US New Home Sales Up 4%, West Marks 11-Year Highs
Sales of new US single-family homes increased in March as sales in the West rose to their highest marks in more than 11 years.
The Commerce Department said on Tuesday new home sales increased 4.0% to a seasonally adjusted annual rate of 694,000 units last month. February’s sales pace was revised up to 667,000 units from the previously reported 618,000 units.
Economists polled by Reuters had forecast new home sales, which account for 11% of housing market sales, rising 1.9% to a pace of 630,000 units last month.
New home sales are drawn from permits, they jumped 8.8% from a year ago.
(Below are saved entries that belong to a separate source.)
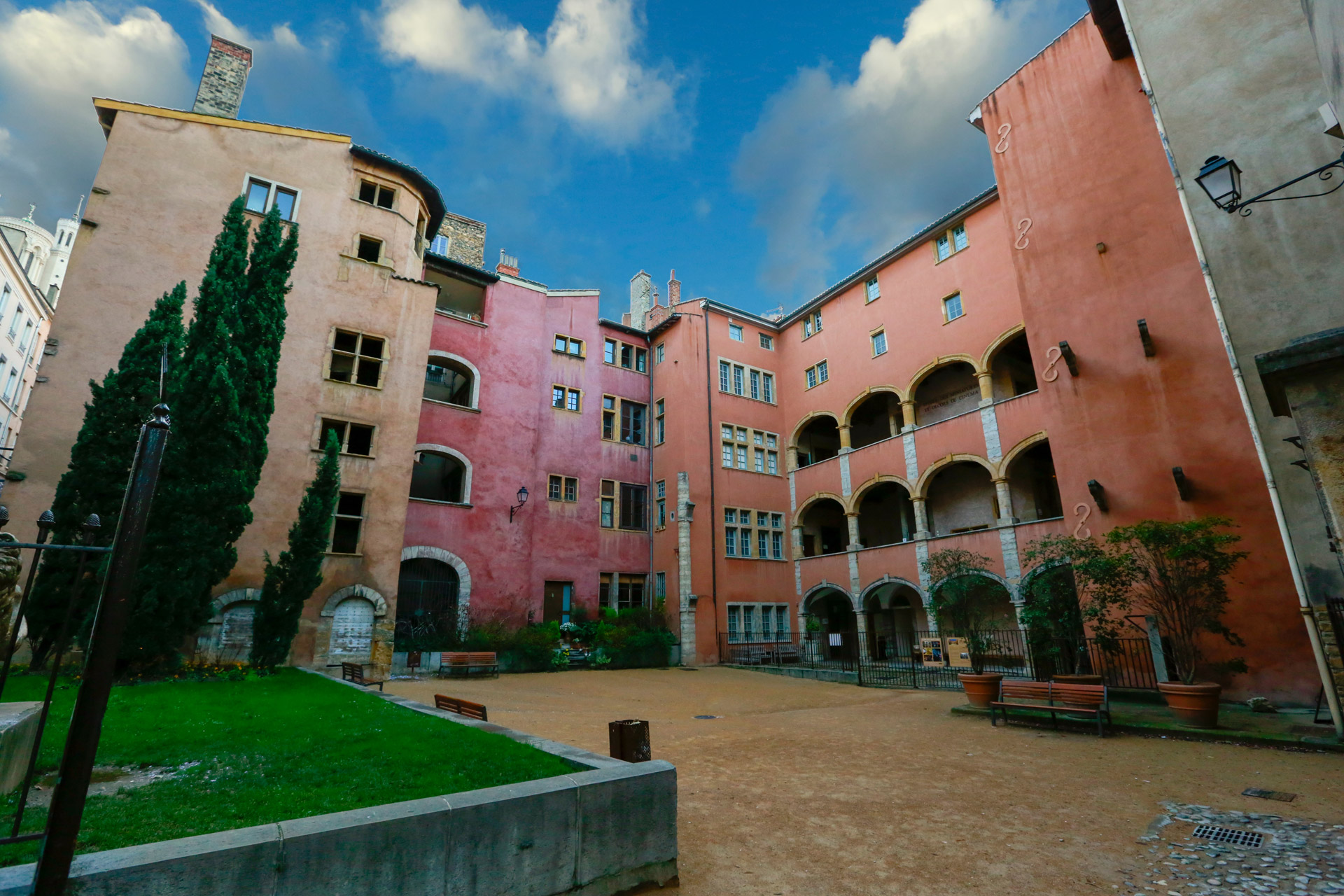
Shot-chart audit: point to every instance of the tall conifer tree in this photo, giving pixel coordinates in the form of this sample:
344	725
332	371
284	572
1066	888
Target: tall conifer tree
100	464
222	398
296	575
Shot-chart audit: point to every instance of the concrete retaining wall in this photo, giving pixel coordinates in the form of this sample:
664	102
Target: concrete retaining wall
606	828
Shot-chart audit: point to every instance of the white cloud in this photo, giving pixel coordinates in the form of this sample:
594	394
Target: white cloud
858	166
584	69
54	62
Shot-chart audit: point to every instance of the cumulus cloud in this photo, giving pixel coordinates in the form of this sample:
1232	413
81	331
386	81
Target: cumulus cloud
853	167
54	62
584	69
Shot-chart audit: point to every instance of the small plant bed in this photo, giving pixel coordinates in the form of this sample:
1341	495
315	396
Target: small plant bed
248	750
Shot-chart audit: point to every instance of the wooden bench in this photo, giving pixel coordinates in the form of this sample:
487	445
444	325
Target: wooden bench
1053	697
460	707
465	663
355	672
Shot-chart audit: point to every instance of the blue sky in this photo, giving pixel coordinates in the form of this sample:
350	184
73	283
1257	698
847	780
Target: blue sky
762	149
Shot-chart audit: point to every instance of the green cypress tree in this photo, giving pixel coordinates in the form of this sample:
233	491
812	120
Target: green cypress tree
100	464
296	575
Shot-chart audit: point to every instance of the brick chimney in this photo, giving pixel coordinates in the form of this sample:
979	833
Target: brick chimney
225	78
641	298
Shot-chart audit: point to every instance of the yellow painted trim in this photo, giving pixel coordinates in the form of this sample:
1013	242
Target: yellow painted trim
118	105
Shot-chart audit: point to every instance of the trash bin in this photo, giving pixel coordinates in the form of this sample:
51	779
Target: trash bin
629	739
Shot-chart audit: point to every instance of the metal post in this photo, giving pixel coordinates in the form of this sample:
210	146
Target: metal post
67	801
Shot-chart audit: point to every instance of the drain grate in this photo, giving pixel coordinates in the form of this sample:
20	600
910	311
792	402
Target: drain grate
1231	836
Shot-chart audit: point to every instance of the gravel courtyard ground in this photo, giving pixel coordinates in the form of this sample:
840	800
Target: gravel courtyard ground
806	788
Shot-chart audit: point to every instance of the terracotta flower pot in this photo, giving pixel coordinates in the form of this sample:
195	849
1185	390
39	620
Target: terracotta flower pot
1194	706
980	690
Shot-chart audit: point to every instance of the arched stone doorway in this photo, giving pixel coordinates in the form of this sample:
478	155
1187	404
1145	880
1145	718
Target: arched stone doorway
426	605
835	631
895	618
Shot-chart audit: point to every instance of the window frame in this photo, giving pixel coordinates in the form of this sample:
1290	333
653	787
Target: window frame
359	344
273	187
337	516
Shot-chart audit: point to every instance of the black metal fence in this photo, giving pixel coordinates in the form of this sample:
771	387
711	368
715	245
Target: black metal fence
933	660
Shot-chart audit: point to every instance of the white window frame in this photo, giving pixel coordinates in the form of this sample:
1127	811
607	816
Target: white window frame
270	194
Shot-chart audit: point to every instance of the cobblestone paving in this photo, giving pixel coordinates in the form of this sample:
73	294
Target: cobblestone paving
1298	858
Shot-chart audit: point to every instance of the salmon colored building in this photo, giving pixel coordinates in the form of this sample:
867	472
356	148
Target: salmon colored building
1040	360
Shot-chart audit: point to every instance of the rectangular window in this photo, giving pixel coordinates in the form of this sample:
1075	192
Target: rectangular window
370	248
952	308
377	194
354	438
634	503
632	422
568	346
356	358
349	523
608	504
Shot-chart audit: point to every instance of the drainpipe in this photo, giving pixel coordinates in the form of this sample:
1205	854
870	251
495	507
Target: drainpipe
1304	605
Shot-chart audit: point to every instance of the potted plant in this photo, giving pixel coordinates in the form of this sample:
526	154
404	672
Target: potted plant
962	602
1180	580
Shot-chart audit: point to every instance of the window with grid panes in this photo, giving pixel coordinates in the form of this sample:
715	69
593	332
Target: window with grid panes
356	358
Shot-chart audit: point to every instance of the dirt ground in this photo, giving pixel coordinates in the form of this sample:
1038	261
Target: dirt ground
806	788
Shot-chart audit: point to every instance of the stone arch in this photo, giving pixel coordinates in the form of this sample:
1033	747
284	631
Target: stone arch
1035	438
464	575
921	489
857	496
454	453
1003	339
355	592
476	374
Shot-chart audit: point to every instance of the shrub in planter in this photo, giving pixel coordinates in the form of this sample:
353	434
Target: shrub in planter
962	602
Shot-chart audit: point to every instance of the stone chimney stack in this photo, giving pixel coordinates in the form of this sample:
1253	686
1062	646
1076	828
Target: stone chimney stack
641	298
225	78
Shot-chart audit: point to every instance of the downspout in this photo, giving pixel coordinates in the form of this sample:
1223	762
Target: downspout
1304	605
714	512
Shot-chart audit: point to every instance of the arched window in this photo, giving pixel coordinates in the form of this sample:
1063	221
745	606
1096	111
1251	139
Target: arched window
875	419
1011	370
1031	479
961	498
426	605
886	514
824	528
946	393
819	441
448	381
438	477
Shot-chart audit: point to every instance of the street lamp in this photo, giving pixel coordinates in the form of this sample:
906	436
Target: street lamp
522	500
1222	181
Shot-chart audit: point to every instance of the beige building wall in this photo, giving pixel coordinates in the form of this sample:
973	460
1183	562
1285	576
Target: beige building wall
156	207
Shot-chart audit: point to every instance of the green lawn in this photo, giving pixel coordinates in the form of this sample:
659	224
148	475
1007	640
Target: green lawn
264	750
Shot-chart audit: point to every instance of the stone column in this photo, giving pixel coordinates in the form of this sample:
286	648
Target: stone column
686	601
907	413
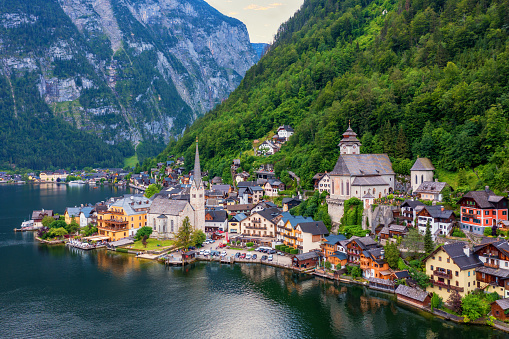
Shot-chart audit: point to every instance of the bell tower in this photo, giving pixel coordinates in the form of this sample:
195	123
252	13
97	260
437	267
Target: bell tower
197	194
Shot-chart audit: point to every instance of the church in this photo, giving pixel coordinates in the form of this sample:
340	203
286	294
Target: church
166	215
364	176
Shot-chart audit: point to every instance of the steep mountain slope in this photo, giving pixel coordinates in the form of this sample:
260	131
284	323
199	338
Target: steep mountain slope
122	70
416	78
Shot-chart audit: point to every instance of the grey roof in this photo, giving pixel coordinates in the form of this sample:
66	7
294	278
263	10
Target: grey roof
503	303
412	203
433	187
132	204
163	205
437	212
464	262
313	227
412	293
334	239
497	272
369	181
306	256
363	164
422	164
482	198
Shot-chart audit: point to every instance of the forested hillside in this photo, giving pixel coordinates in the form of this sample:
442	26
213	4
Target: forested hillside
415	77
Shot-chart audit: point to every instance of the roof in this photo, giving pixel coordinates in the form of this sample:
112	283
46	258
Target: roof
464	262
363	164
412	203
503	303
163	205
334	239
485	199
412	293
431	187
422	164
306	256
369	181
313	227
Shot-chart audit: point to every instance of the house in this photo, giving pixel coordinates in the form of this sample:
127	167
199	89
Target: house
234	223
431	190
324	184
356	175
260	224
332	252
481	209
268	148
239	208
285	132
124	217
441	220
289	203
412	296
500	309
421	171
356	246
166	216
494	275
85	216
409	210
273	187
72	213
452	267
306	260
374	265
216	220
309	236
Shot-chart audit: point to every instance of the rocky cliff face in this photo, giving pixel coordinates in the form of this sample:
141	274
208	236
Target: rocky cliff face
125	70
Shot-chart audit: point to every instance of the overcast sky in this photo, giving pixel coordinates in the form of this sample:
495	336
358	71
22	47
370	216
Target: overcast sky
262	17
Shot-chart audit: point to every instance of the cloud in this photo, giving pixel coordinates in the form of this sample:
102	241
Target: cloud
254	7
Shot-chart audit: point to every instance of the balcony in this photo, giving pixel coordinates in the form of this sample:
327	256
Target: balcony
442	274
444	285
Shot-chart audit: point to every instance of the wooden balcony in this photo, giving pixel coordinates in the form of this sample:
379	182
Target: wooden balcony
442	274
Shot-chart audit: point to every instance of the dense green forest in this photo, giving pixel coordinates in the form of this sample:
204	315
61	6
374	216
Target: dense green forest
415	77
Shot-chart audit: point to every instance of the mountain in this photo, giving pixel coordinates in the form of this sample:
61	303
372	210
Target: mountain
415	78
121	70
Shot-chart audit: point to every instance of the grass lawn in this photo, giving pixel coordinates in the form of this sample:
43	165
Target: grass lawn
152	244
132	161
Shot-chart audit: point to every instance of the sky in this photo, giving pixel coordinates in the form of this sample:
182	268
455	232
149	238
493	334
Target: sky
262	17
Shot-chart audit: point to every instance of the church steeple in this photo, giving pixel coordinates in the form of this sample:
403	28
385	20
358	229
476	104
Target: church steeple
197	168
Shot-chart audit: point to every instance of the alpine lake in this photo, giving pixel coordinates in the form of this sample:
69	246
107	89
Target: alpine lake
60	292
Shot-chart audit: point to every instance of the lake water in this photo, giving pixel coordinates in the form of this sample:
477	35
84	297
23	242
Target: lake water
57	292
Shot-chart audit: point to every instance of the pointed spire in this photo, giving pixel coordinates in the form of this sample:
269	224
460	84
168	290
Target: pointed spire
197	168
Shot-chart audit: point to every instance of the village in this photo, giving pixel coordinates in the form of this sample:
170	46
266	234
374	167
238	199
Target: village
390	236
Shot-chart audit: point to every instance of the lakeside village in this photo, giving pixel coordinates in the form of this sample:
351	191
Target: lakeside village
439	251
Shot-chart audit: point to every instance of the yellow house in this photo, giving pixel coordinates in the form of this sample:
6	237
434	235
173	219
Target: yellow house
124	217
451	268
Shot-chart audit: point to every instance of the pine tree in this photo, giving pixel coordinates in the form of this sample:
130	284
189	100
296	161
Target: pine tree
428	242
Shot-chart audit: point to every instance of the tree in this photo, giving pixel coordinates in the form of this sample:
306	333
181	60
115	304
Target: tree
436	301
184	234
198	237
428	241
47	220
454	302
392	255
152	189
144	231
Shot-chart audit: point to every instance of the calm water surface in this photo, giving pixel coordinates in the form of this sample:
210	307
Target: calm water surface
56	292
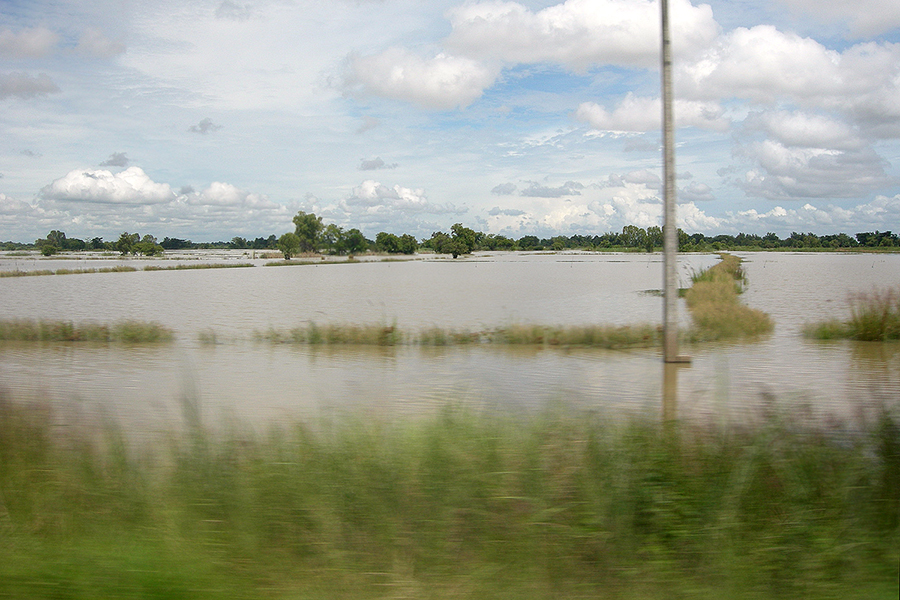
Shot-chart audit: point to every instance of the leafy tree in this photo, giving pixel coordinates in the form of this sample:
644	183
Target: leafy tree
127	242
289	244
407	244
464	239
307	229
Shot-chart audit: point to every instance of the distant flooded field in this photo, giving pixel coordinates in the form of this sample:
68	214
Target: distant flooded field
216	313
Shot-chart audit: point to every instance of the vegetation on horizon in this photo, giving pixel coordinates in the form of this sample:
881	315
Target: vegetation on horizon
560	504
874	317
315	236
125	332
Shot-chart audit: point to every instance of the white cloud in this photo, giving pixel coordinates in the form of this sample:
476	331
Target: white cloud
577	33
131	186
23	85
442	82
94	43
868	216
799	172
863	17
27	43
641	114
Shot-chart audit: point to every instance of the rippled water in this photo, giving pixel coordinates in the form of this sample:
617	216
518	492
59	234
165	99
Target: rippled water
140	386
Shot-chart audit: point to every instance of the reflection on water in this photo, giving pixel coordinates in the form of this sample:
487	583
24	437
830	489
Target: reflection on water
140	386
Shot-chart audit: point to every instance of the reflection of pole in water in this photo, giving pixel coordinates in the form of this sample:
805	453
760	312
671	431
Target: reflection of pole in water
670	390
670	234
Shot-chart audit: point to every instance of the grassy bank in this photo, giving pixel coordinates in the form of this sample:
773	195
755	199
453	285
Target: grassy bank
874	317
457	505
122	269
126	332
713	301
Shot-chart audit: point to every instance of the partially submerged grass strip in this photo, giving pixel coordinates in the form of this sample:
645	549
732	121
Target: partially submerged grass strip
874	317
715	307
41	272
595	336
126	332
562	504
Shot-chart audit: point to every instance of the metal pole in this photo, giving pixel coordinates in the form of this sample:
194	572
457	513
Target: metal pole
670	234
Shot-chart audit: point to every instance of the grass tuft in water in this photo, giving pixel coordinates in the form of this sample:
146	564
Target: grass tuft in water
874	317
126	332
715	307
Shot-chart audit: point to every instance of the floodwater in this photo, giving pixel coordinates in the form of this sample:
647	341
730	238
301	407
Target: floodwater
142	387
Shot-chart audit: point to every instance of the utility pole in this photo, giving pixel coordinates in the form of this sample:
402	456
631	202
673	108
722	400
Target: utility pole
670	234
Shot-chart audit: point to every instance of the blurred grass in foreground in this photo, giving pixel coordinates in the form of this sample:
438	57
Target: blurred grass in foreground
454	505
125	332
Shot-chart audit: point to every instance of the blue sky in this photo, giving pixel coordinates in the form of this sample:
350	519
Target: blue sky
209	119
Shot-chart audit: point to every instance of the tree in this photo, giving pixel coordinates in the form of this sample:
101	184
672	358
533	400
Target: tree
307	229
127	242
289	244
355	242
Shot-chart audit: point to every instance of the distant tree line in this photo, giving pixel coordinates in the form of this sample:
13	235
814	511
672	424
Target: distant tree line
311	236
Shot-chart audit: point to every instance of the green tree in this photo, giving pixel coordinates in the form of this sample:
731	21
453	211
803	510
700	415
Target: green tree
307	229
355	242
289	244
127	242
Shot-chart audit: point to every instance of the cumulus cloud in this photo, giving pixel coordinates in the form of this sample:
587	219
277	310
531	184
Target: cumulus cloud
131	186
27	43
865	216
205	126
94	43
696	192
641	114
442	82
864	17
569	188
22	85
577	33
786	172
504	189
509	212
116	159
375	164
368	123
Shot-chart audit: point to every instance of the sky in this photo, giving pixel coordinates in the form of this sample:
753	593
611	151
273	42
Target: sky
209	119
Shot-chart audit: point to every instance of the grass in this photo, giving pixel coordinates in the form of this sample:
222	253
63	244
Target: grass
122	269
453	505
874	317
125	332
714	304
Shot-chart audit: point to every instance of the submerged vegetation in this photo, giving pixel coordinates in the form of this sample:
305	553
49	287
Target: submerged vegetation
126	332
874	317
455	505
714	303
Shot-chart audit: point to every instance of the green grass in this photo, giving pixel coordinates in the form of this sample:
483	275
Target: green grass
715	307
874	317
454	505
126	332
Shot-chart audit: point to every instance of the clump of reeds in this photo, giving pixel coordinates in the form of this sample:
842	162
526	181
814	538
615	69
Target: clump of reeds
874	317
126	332
334	334
560	504
195	266
596	336
714	303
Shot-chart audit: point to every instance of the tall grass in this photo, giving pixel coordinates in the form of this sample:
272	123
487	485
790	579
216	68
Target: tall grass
126	332
874	317
456	505
714	303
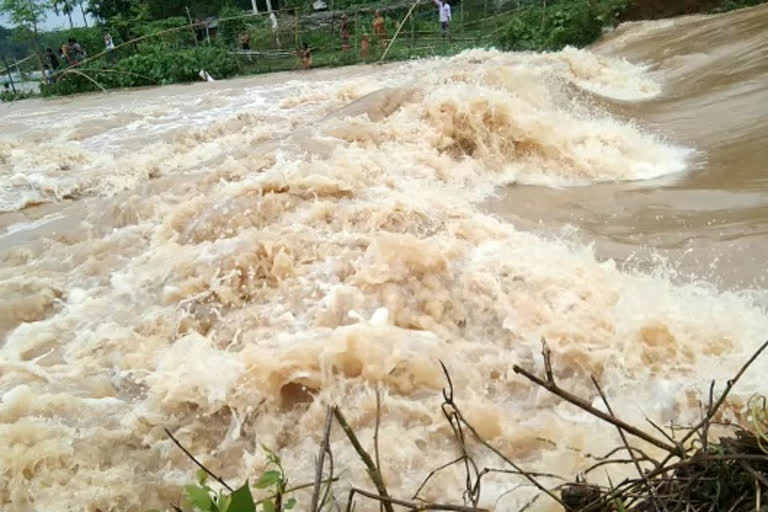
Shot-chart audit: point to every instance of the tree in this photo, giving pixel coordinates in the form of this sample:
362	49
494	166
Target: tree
105	9
66	7
28	14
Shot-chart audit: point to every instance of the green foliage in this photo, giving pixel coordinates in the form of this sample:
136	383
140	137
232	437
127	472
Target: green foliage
6	96
161	66
173	66
10	47
202	498
27	13
560	24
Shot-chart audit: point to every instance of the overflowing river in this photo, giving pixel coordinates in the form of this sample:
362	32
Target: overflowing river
226	259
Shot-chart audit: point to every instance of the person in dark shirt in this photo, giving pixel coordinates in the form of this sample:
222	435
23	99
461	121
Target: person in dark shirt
53	60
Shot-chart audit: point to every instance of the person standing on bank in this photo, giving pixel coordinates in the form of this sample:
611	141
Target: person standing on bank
109	45
444	9
53	60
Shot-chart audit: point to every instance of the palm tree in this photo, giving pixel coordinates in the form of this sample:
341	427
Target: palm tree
66	7
82	11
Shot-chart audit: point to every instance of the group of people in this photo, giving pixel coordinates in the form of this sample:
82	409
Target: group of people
71	54
379	29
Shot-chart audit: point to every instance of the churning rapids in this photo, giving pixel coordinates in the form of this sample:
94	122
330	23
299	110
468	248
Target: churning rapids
225	259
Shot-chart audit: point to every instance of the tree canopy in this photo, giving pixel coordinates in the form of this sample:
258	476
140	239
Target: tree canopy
26	13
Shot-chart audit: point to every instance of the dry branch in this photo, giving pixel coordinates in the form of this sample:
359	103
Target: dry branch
372	471
550	385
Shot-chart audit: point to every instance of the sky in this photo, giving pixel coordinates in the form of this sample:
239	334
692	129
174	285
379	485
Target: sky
53	21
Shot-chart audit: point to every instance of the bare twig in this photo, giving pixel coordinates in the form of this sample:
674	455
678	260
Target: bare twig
749	469
372	471
713	410
328	481
376	433
553	388
433	473
660	430
705	430
413	506
199	464
448	395
640	472
321	459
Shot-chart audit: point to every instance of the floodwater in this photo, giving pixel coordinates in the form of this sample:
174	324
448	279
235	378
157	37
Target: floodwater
226	259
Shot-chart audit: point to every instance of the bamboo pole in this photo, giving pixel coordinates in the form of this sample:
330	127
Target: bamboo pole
191	23
297	28
399	27
413	35
357	36
10	76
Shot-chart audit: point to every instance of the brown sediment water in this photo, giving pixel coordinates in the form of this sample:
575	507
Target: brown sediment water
711	221
225	259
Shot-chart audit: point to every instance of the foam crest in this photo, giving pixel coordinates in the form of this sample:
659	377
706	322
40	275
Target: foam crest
232	300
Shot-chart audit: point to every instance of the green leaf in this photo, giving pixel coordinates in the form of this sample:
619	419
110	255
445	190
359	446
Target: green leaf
198	497
268	479
271	456
242	500
224	502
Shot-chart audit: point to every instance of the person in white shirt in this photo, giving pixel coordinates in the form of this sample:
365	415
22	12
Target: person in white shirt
444	8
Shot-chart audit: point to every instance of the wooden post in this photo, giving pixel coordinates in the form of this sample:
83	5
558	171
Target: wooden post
357	30
191	25
413	35
297	30
333	17
10	76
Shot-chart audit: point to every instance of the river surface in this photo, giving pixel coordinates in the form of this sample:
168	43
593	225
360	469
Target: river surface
226	259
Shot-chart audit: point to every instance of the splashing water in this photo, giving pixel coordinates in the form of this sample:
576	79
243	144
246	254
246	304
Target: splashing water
226	259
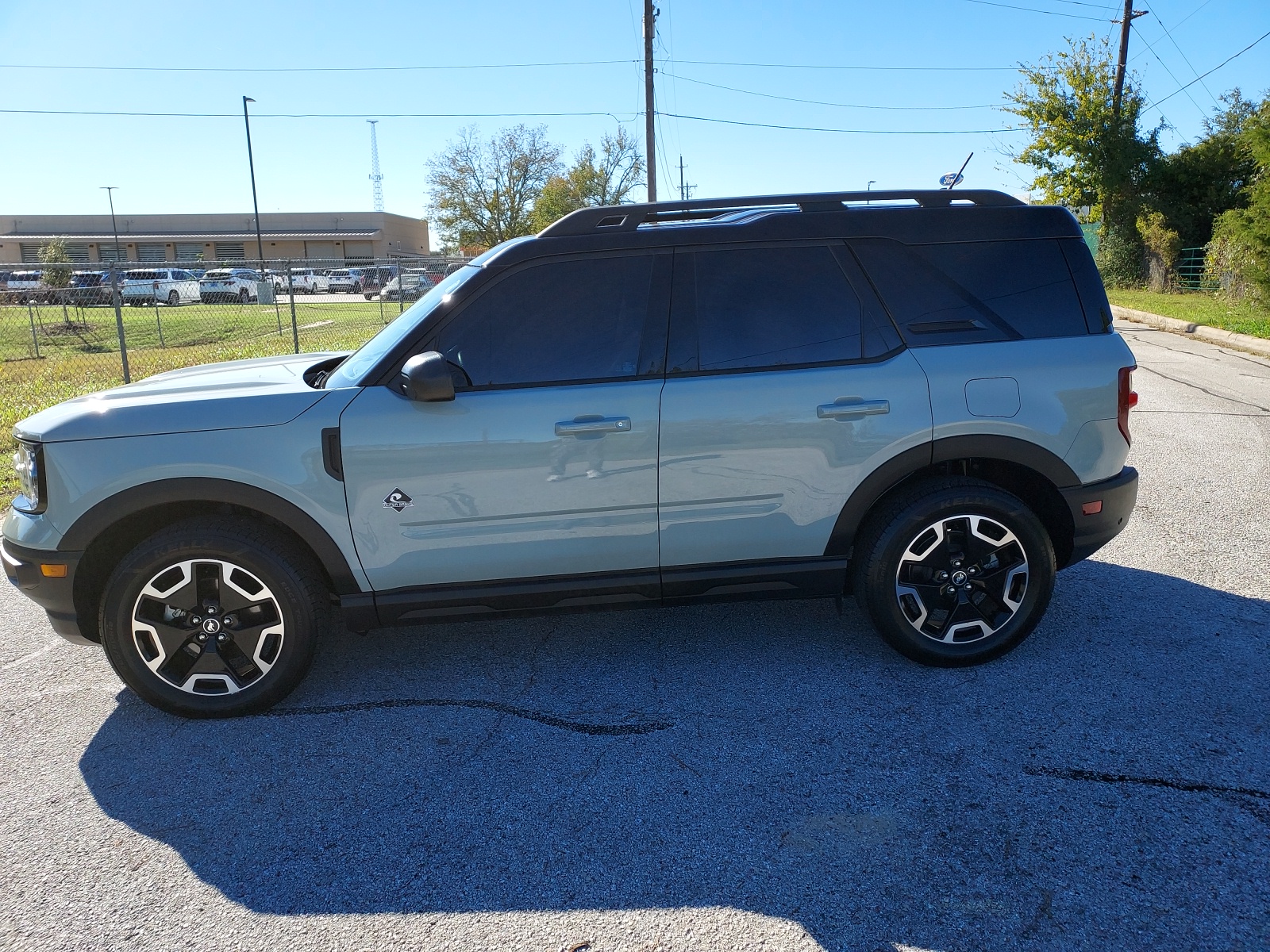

March’s rise in new home sales and upward revisions to January and February sales data will probably not change economists’ expectations that residential investment declined in the first quarter. The housing market is struggling with a chronic shortage of properties that is boosting home prices and weighing on sales at the lower end of the market.
Rising mortgage rates and moderate wage growth are also making home purchasing less affordable, especially for 1st-time buyers who account for less than 33% of transactions.
Sales in the West rose 28.3% to their highest marks since December 2006.
Sales rose 0.8% in the South, which accounts for the bulk of new home sales.
They plunged 54.8% in the Northeast and dropped 2.4% in the Midwest.
At March’s sales pace it would take 5.2 months to clear the supply of houses on the market, down from 5.4 months in February. About two-thirds of the houses sold last month were either under construction or yet to be built.